Lwaxana Troi, Counselor Deanna Troi's mother, gets involved in a heated argument with an alien scientist who is about to commit suicide according to his culture's tradition of parricide upon reaching a certain old age.

While Lwaxana finds the concept of old people killing themselves voluntarily abhorrent, the alien scientist defends his tradition by pointing out how it has solved the problem of the elderly on his world and that it does not place any dreadful burden on the children by forcing them to take care of their elderly parents.

Lwaxana points out that, parents raise their children, care for them, suffer for them, and keep them from harm their whole lives; eventually it should be the children's turn to take care of their parents.

When the alien scientist tells her that no parent should ever expect to be paid back for the love they have given their children, she blasts back with 'Why the hell not!'

[Lesson]

As we approach the waning years of our lives, it is our human culture and tradition for our children and/or our society to care for us, until it is time for us to depart.

So, is it fair for humans to burden their children with the responsibility of caring for their elderly parents?

If we use the argument of repayment of debt as owed by the children to their parents for raising them, then might the children not be well justified in arguing conversely that since they had no say in their being born, raising them is not so much a debt incurred by them as it is a time-period pay down on a responsibility voluntarily undertaken by the parents?
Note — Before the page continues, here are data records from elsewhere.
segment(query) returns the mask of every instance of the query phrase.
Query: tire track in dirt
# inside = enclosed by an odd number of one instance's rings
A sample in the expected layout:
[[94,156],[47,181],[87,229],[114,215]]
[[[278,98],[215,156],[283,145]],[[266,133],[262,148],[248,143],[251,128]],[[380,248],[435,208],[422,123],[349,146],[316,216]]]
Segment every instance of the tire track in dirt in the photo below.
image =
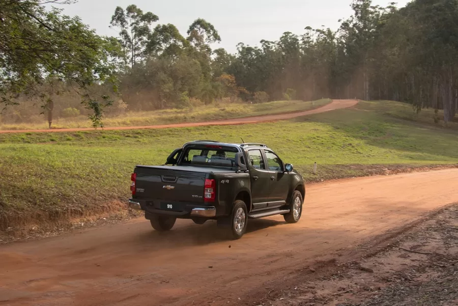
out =
[[[163,124],[158,125],[147,125],[140,126],[120,126],[109,127],[103,128],[104,130],[137,130],[144,129],[163,129],[178,127],[192,127],[196,126],[207,126],[211,125],[235,125],[237,124],[247,124],[249,123],[259,123],[260,122],[266,122],[269,121],[277,121],[279,120],[285,120],[302,117],[312,114],[318,114],[339,109],[340,108],[347,108],[355,106],[358,103],[356,100],[333,100],[330,103],[326,104],[321,107],[304,110],[303,112],[295,112],[294,113],[280,114],[277,115],[269,115],[261,116],[246,117],[244,118],[235,118],[226,120],[219,120],[216,121],[208,121],[206,122],[188,122],[186,123],[177,123],[175,124]],[[38,130],[0,130],[0,133],[49,133],[59,132],[78,132],[82,131],[93,131],[93,128],[79,128],[68,129],[49,129]]]
[[300,221],[250,220],[237,241],[214,222],[179,220],[160,233],[140,218],[2,246],[0,305],[246,304],[285,289],[291,273],[357,256],[355,246],[456,202],[456,181],[458,170],[445,169],[313,184]]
Additionally, wouldn't the children consider the love and joy and happiness and pride they gave their parents in turn as substantial payoff for any hardships the parents may have faced while raising them?

Finally, as the progenitors, aren't the parents actually the one's who are in debt to their children for continuing their family line and, thereby, giving the parents access to a form of immortality?

In the final analysis, the idea of children caring for their elderly parents is really at the mercy of the parents and no one else, for it is the parents who train and educate the children.

If raised the right way, the parents can instill in their children true love and devotion and a fervent need to be caring of others.

If all else fails, parents can always use the fall back plan of encouraging their children with good old fashioned guilt.